Create a bunch of distorted images in various ways. For each base image, you want to make something like 100 of these. You want distortions at something like 8 gross quality levels (something like "bit rates" 0.125 - 2.0 in log scale), and then a variety of distortions that look different at each quality level.
How you make these exactly is a question. You could of course run various compressors to make them, but that has some weird bias built in as testers are familiar with those compressors and their artifacts, so may have predispositions about how they view them. It might be valuable to also make some synthetically distorted images. Another idea would be to run images through multiple compressors. You could use some old/obscure compressors like fractals or VQ. One nice general way to make distortions is to fiddle with the coefficients in the transformed space, or to use transforms with synthesis filters that don't match the analysis (non-inverting transforms).
The test image resolution should be small enough that you can display two side by side without scaling. I propose that a good choice is 960 x 1080 , since then you can fit two side by side at 1920x1080 , which I believe is common enough that you can get a decent sample size. 960 divides by 64 evently but 1080 is actually kind of gross (it only divides up to 8), so 960x1024 might be better, or 960x960. That is annoyingly small for a modern image test, but I don't see a way around that.
There are a few different types of test possible :
Distorted pair testing :
The most basic test would be to show two distorted images side by side and say "which looks better". Simply have the use click one or the other, then show another pair. This lets testers go through a lot of images very quickly which will make the test data set larger. Obviously you randomize which images you show on the left or right.
To pick two distorted images to show which are useful to test against, you would choose two images which are roughly the same quality under some analytic metric such as MS-SSIM-SCIELAB. This maximizing the amount of information you are getting out of each test, because when you put up images where one is obviously better than another you aren't learning anything (* - but this a useful way to test the user for sanity, occasionally put up some image pairs that are purely randomly chosen, that way you get some comparisons where you know the answer and can test the viewer).

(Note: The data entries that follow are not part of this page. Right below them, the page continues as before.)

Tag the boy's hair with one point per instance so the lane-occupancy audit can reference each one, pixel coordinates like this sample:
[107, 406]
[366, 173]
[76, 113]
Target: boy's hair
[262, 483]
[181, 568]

Single image no reference testing :
You just show a single distorted image and ask the viewer to rate its "quality" on a scale of 0-10. The original image is not shown.
Image toggle testing :
The distorted and original image are shown on top of each other and toggled automatically at N second intervals. The user rates it on a scale of 0-10.
Double image toggle testing :
Two different distorted images are chosen as in "distorted pair testing". Both are toggled against the original image. The user selects which one is better.
When somebody does the test, you want to record their IP or something so that you make sure the same person isn't doing it too many times, and to be able to associate all the numbers with one identity so that you can throw them out if they seem unreliable.
It seems like this should be easy to set up with the most minimal bit of web programming. You have to be able to host a lot of bandwidth because the images have to be uncompressed (PNG), and you have to provide the full set for download so people can learn from it.
Obviously once you have this data you try to make a synthetic measure that reproduces it. The binary "this is better than this" tests are easier to deal with than the numeric (0-10) ones - you can directly test against them. With the numeric tests you have to control for the bias of the rating on each image and the bias from each user (this is a lot like the Netflix Prize actually, you can see also papers on that).
6 comments:
Do we get to find out which db you found?
http://live.ece.utexas.edu/research/quality/subjective.htm
I was gonna write a whole post about it after I looked into it a bit more.
Is there a way to turn this into a fun game, in order to get more/better results? A la the ESP game.
Yeah I've been thinking about that. The way to get really awesome data would be if it was just a live web page where people could go play the "image compare" game. But you have to add some fun to it somewhere.
"But you have to add some fun to it somewhere."
Either that, or you just make your image set 80% porn.
It'll add significant bias, but if you're shooting to be the next web standard format, it's exactly the bias you need.